Joint ventures often seek incentives like construction work in progress and abandonment protections to mitigate start-up risks. Given the backing of major utility parents, are these risk-reducing incentives necessary for grid stability, and what are the potential downsides for ratepayers when these protections are granted?

There is a strong argument that these “new-entrant” incentives are misplaced when the joint venture is backed by heavyweights like American Electric Power and FirstEnergy. These parent companies already possess deep pockets and stable earnings, meaning the actual “start-up risk” for a project like Grid Growth Ohio is remarkably low. When we grant protections like Construction Work in Progress (CWIP), we essentially ask ratepayers to pay for a project before it ever delivers a single kilowatt of power. This creates an impermissible transfer of risk, where the public carries the financial weight while the developers enjoy guaranteed returns and protection against project failure.

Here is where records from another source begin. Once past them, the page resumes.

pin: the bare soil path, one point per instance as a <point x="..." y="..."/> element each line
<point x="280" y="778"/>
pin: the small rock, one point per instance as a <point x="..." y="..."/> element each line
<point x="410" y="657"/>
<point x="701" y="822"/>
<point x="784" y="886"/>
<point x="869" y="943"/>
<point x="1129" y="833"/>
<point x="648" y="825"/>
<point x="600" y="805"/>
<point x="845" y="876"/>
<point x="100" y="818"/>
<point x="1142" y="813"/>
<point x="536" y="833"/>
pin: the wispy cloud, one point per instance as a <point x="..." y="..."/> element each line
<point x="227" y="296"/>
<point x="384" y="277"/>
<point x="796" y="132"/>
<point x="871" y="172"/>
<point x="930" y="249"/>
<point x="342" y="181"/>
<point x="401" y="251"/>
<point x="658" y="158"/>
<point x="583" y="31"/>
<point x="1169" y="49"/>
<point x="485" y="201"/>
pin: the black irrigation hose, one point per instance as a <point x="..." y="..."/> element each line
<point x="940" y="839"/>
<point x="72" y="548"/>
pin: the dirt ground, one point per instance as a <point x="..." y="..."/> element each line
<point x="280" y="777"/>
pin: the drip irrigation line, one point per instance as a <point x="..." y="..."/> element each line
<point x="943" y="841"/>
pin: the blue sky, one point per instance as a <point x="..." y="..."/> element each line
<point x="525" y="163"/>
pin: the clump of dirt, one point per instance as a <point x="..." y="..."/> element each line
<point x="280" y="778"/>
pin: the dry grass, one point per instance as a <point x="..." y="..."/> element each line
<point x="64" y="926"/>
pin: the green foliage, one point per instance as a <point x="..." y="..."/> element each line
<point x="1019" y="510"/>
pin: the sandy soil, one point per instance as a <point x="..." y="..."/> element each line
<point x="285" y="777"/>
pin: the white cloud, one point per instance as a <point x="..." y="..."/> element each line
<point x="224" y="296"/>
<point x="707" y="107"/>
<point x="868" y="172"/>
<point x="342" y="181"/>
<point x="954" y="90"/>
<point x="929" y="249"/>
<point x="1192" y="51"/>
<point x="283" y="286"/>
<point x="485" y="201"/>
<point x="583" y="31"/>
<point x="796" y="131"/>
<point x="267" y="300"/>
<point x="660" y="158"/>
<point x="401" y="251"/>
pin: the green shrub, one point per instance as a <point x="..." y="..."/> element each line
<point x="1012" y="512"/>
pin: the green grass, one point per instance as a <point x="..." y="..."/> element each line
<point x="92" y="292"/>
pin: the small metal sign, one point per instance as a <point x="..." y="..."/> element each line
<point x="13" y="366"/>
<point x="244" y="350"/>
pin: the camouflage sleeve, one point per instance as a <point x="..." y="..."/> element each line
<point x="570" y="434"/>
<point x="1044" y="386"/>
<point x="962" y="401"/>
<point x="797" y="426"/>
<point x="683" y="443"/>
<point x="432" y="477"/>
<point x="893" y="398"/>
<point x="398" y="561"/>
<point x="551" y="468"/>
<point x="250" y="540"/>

Regional grid operators recently approved billions in upgrades to bolster reliability against surging load growth. How do planners weigh the immediate need for high-voltage 765-kV lines against the risk of over-building, and what steps can be taken to minimize the financial impact on neighboring states?

Planners at regional operators like PJM are currently balancing an $11.8 billion regional expansion plan that must address immediate reliability strains while avoiding “gold-plating” the grid. The use of high-voltage 765-kV lines is a powerful tool for moving large amounts of power, but it requires a rigorous cost-benefit analysis to ensure we aren’t building more than the 2032 projections actually demand. To protect neighboring states, FERC must ensure that cost allocation follows the “beneficiary pays” principle, preventing a scenario where Maryland or Pennsylvania consumers pay for infrastructure that strictly serves Ohio-based data centers. Transparent hearings and the suspension of effective dates, as requested by advocates, are vital steps to scrutinize these plans before they become permanent financial fixtures.

Proposals for a 60% equity and 40% debt capital structure are being scrutinized in light of the stable earnings typical of regulated utilities. Why would a developer favor higher equity over debt during the construction phase, and how does this structure shift the financial burden onto the public?

A developer favors a higher equity ratio because equity is significantly more expensive than debt, and a higher equity percentage allows them to collect a larger total return on their investment. Because regulated utilities enjoy stable earnings and have massive fixed assets, they can typically afford much higher debt levels than other industries. By proposing a 60/40 split, the developer is essentially opting for a financing method that maximizes their own profit while driving up the overall cost that ratepayers must cover. It shifts the burden to the public by making the project more expensive to finance than it would be under a more traditional, debt-heavy capital structure.

What is your forecast for the future of transmission cost allocation in the Mid-Atlantic and Midwest?

I expect we will see a significant shift toward “targeted allocation” where the entities driving the demand—specifically high-density data centers—are required to pay a much larger share of the initial capital costs. As the PJM board moves forward with nearly $12 billion in upgrades, the traditional model of spreading costs across the entire rate base will become politically and economically unsustainable. We will likely see more aggressive intervention from state consumer advocates to ensure that regional reliability doesn’t become a blank check for developers. Ultimately, the next decade will be defined by a push for formula rate transparency and a more equitable distribution of the financial risks associated with our rapidly evolving energy needs.